Karen Collinson of Adlington, Chorley, was diagnosed with grade 3C low-grade serous adenocarcinoma of the ovary and peritoneum at the age of 47.
While ovarian cancer typically isn’t found through cervical screening, for Karen an unusual Pap smear was the first indication that something might be wrong. In 2008 her Pap smear found microscopic calcifications called psammoma bodies. She was told that they weren’t cancerous, but they could indicate cancer elsewhere. Her CA-125 at the time was 13 and an ultrasound showed no signs of ovarian cancer.
In 2012, her Pap smear showed psammoma bodies again, and while her CA-125 had risen to 30, it was still within what’s considered a normal range.

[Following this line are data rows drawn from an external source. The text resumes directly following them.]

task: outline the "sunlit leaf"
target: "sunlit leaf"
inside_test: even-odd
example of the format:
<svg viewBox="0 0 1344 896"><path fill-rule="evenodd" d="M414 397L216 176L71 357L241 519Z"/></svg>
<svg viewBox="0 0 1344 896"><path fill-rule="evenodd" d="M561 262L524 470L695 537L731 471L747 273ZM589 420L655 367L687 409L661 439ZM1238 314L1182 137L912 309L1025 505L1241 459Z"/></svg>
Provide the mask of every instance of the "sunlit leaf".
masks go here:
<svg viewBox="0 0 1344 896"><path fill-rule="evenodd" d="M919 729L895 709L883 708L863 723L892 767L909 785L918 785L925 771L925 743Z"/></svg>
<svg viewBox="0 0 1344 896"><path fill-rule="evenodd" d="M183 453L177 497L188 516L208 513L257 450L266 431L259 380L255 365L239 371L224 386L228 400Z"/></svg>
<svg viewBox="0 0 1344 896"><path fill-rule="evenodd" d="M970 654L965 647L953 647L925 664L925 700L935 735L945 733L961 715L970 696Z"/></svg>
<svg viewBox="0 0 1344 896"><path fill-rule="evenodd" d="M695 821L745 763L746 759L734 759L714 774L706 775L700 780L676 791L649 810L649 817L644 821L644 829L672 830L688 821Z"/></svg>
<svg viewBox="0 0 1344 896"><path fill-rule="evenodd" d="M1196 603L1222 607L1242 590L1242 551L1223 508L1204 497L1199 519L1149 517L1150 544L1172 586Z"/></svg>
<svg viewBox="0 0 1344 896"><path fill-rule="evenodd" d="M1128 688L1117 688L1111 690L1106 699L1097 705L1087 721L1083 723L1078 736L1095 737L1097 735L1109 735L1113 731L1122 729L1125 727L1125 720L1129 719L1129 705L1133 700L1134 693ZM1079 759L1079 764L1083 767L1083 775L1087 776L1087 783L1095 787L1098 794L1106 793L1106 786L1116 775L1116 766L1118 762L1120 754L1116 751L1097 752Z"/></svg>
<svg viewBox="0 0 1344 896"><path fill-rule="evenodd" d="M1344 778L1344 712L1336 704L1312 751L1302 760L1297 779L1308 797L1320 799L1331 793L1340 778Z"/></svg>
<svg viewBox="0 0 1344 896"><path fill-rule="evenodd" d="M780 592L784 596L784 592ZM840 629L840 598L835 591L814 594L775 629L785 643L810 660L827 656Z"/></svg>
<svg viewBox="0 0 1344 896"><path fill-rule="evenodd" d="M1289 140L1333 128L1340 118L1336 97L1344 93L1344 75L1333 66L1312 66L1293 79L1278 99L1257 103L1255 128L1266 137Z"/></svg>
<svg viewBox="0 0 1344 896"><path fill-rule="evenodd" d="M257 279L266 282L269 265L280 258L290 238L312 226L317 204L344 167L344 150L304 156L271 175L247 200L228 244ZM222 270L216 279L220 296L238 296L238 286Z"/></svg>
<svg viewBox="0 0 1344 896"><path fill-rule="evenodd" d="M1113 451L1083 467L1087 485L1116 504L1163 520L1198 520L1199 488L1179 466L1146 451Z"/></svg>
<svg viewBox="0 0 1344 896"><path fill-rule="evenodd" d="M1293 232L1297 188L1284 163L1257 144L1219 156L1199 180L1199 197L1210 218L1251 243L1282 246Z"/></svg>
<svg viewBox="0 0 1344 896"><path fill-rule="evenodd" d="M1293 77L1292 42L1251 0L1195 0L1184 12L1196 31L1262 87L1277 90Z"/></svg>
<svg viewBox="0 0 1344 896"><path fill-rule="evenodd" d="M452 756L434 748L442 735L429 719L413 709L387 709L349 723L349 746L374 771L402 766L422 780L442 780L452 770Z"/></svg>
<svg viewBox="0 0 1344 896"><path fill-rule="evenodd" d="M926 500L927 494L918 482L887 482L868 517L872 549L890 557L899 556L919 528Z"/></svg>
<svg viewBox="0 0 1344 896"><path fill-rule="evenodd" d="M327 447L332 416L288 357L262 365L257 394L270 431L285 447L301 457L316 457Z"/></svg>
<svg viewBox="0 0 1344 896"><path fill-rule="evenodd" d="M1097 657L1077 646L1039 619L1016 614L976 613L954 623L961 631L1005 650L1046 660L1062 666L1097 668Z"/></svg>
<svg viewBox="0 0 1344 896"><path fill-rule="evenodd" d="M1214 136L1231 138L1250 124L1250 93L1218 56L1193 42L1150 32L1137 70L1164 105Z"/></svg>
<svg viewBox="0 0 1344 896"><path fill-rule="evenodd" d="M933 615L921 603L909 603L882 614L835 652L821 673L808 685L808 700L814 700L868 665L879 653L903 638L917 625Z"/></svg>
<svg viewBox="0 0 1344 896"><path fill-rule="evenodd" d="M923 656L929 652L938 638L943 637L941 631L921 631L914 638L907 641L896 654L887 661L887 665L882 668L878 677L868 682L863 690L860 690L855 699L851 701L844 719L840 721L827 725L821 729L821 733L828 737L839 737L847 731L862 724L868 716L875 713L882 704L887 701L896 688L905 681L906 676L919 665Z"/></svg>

However, she had also noticed that she was needing to urinate more frequently and was feeling more tired than usual – which can be symptoms of ovarian cancer.
“This time they consulted a cancer surgeon,” Karen said. “The scans showed nothing but as I was 47 they decided because I was perimenopausal anyway to do a hysterectomy. This is when they found the cancer. Like little grains of sand peppered all over my abdomen, ovaries, omentum, etc. I was petrified to say the least.”
Karen was put on the aromatase inhibitor Anastrozole, and told the cancer would likely recur. “It was traumatising and it stays with me to this day.” “There’s always the question will it come back that hangs over your head but I’ve been lucky to be clear for 10 years.”
“My message to people is, if you feel anything out of the ordinary, get checked.”